All the cool stuff like Spider Man and all the good guys, Transformers, heck, even Iron Man? Only briefs. The coolest boxers you can get for a 5-year old are camo and I sincerely dislike where this is going. Are you trying to tell me something? Are we rednecks because we buy our boy boxers? Are nerdy boys (and seriously, at that age almost every boy likes comic book dudes) doomed to wear uncomfortable briefs forever? What is UP with that?

And then I wandered. Oh boy how I wandered. Never, ever go to the little girls section at Wal-Mart I beg you. I have never worn skirts that short when I was that young and I managed to become this screwed up individual anyway. But hey. If you want to let your 8-year old skip around in short denim skirts, be my guest.

Then we stopped by a local diner, something we never really did in Germany. At least not this often. The kid would get a burger once a month or when he managed to talk his grandma into buying him one and I will not get into how easy that probably was.

While I tried not to look at young mom of two busy texting on her shnazzy smart phone while her little boy locked himself and ran around the parking lot… A girl walked in, maybe twelve. And I did a double take when I saw her shirt, my husband chuckled and told me it wasn’t my size anyway. I asked him how that little girl could get SOA merch and I couldn’t. “Because somebody loves her.” I had to let her know that her shirt is awesome though, because I remember being that age and loving it if older people commented on my Nirvana shirt. Before I could speak up she sat down next to me, grinning.

“I love your hair.”

“Thanks! Your shirt is awesome.”

“I know, right. Jax is my favorite, he’s so hot. Who’s yours?”
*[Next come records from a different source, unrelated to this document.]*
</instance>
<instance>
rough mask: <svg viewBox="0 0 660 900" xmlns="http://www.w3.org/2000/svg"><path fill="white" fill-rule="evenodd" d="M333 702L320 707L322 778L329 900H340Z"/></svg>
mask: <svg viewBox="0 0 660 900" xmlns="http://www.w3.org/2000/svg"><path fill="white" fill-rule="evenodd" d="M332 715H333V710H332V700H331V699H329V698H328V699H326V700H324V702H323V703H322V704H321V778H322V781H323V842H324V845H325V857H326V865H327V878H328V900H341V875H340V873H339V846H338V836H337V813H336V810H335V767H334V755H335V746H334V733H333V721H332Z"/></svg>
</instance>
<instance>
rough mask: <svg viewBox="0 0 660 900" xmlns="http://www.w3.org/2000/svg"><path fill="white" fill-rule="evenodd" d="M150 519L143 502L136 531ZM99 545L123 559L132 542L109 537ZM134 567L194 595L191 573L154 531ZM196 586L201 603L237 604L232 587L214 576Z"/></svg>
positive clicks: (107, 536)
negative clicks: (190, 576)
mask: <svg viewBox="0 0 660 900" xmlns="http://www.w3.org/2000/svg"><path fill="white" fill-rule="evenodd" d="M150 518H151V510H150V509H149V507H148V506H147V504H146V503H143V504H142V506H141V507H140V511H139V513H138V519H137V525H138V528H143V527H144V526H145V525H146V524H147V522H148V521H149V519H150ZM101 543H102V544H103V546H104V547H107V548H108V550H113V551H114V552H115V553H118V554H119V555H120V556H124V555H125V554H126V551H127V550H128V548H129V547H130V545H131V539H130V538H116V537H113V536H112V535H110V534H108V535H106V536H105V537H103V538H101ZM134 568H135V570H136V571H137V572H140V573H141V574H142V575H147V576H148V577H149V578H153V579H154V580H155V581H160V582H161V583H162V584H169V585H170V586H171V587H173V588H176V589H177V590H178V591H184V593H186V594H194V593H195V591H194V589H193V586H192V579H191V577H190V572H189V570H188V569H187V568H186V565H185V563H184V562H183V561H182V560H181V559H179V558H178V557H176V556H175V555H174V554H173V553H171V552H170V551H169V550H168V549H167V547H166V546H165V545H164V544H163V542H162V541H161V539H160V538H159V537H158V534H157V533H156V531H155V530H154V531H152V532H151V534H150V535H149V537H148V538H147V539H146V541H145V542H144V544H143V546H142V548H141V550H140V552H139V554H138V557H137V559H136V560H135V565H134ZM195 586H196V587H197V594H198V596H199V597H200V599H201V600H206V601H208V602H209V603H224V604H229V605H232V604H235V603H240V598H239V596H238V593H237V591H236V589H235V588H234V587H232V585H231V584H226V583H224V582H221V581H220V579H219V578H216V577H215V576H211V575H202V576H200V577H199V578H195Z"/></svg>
I dropped my burger at that point and my husband choked on his coke. When I was her age I had a vague idea that liking Knight Rider just because his car was awesome wasn’t exactly good. But I also thought horses were way cooler than boys and my one attempt at writing a letter to a guy from my class I thought was cute ended when the boys found it and laughed at me. Quite a few of them went home with bleeding noses. But I did not swoon about a dude on a TV show centered around a MC that tends to shoot people and beat the crap out of them. But ah, times change. And I hope she didn’t really watch the show. She was suspiciously well informed, though. When I rattled off a list of characters she nodded approvingly or shook her head. Apparently I have a taste for the creepers and weirdos but that is nothing new, now, is it.

My son bought his first shirt on his own today. An Avengers shirt. Sadly it is lacking Hawkeye. He put that one down again when his dad pointed at me and my slightly deranged grin saying: “Your mom used to look at me like that.” Which I would like to protest vehemently. I never looked at my husband like that. Because he is not Hawkeye. Or Jeremy Renner.

Anyway. My son also picked an Optimus Prime backpack for kindergarten and I sincerely hope they will not fuss about that like they would have in Germany. And he has never seen the Avengers movie, read any comic books or seen anything from the Transformers Franchise. It’s just something kids think is cool and as they grow up a little more they might or might not appreciate the comics behind it. Just like that little girl might one day maybe get involved with bikers watch Sons of Anarchy. I did both and I can only say godspeed her.

Anyway. Seriously, retailers. Get some decent underwear out. And while you’re at it, the girlie shirts shouldn’t all be “Talk nerdy to me” and all that junk. We want comic book prints, too. I already have a bunch of men’s shirts all cut up to fit. It’d be nice to have one that I don’t feel like ripping and bleaching for a change.